The subject matter disclosed herein relates to a controller for mobile hydraulic equipment. More specifically, the subject matter disclosed herein relates to an integrated radio receiver, hydraulic controller, and user interface with enhanced control.
Mobile hydraulic equipment, such as a boom and outriggers, may be mounted to or integrally assembled onto a vehicle frame to provide a mobile crane. The mobile crane may then be driven to locations, such as construction sites, where heavy objects need to be moved. The components of the crane are often driven by hydraulic motors or pistons. The hydraulic system may, for example, raise and lower, extend and retract, or rotate the boom during a lift. The hydraulic system may additionally be required to extend and retract or raise and lower outriggers used to stabilize the vehicle. Further, a hydraulic motor may drive a winch used to raise and lower the hook during a lift.
Each of the motions of the mobile crane may require different methods of control from the hydraulic system. Some of the motions may require, for example, a binary on/off signal while other motions may require variable flow control. A hydraulic valve can be controlled by an electronic solenoid either to supply hydraulic fluid to a component or to cause the hydraulic fluid to return to a reservoir. Further, the rate at which the fluid is supplied may affect the speed at which the component moves. In one mode of operation, the solenoids may be selectively turned fully on or oft to open or close the valve. Alternately, the solenoids may be modulated on and off at a duty cycle to partially open a valve, controlling the rate at which the hydraulic fluid flows through the valve.
Historically, the control of the hydraulic system has utilized a valve block and a hydraulic controller to control each of the components of the mobile crane. The hydraulic controller receives command signals either via separate electrical conductors or, optionally, via an industrial network from a control device. The hydraulic controller converts the command signals to control signals for each solenoid to control individual valves on the valve block.
The control device receives commands from an operator to select desired motions of the mobile crane. The, control device may include pushbuttons, toggle switches, selector switches, levers, joysticks, or a combination thereof, with which the operator may identify a desired motion and a desired speed of that motion. Typically the control device is a wireless device which allows the operator to be positioned in proximity to or in view of the lift or other commanded motion. The wireless control device necessarily includes a transmitter, and a receiver is mounted on the vehicle to receive the command signals from the transmitter. The receiver passes the command signals from the transmitter to the hydraulic controller via either discrete wiring or via an industrial network.
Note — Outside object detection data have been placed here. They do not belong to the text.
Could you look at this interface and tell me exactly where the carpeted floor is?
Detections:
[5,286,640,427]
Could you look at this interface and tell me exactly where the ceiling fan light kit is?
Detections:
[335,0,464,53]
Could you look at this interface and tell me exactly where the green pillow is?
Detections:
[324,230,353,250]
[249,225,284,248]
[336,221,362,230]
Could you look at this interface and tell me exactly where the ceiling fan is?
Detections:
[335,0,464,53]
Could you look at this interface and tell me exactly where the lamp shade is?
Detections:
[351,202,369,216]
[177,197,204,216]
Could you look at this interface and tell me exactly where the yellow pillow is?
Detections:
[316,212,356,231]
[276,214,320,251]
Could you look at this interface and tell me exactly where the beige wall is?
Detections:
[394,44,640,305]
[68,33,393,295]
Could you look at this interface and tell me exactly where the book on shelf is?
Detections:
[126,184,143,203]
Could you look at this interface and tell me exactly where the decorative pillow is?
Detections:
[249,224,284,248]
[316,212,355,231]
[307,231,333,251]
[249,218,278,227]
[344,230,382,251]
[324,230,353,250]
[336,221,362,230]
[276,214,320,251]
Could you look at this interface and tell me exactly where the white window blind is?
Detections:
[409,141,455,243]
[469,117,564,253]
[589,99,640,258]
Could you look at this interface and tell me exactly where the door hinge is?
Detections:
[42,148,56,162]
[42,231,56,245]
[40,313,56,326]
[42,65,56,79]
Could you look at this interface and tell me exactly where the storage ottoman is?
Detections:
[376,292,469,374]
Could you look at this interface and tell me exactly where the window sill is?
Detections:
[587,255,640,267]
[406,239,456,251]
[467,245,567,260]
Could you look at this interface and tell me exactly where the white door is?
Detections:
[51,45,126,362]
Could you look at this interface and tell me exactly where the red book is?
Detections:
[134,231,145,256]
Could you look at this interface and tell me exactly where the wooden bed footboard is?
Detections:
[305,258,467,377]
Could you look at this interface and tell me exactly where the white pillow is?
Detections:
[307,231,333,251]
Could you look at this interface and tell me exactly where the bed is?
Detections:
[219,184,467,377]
In addition, it is often desirable to provide the operator with a visual indication of the performance of the control system. Consequently, a human-machine interface (HMI) may also be included in the system. The HMI is connected to the industrial network and monitors the commands between the receiver and the hydraulic controller. The HMI may be configured to provide indicators of operation such as which motion is active, the speed at which the motion is occurring, or fault conditions in the system.
This method of controlling a mobile crane has not been met without various drawbacks. Each of the components of the control system, i.e. the hydraulic controller, receiver, and HMI, are typically provided by separate vendors. Although each component may be ordered to meet a desired specification, the manufacturer of the mobile crane must manage integration of each of the components. Further, different models and sizes of cranes may require different configurations for one or more of the components. Consequently, the mobile crane manufacturer may need to stock many different models or configurations of each component. Further, replacing certain members in the hydraulic system, such as a piston, may require adjustment to the control of the valve supplying hydraulic fluid to the piston, which, in turn, requires recalibration of the control system.
Thus, it would be desirable to provide a controller which integrates many of the control components, reducing the space required for multiple components. Further, it would be desirable for the controller to be configurable for different applications, reducing the number and variety of components required.
Another drawback of hydraulically operated mobile cranes is that the same crane may often be required to operate in significantly variable environments. The crane may, for example, work outside or be driven inside a warehouse or manufacturing facility. Further, environmental conditions in an outdoor environment may vary dramatically as the weather or seasons change. Significant changes in temperature may cause the viscosity of the hydraulic fluid to change, affecting its flow rate and the performance of the mobile crane.
Thus, it would also be desirable to compensate control of the hydraulic valves according to the temperature of the environment in which the crane is operating.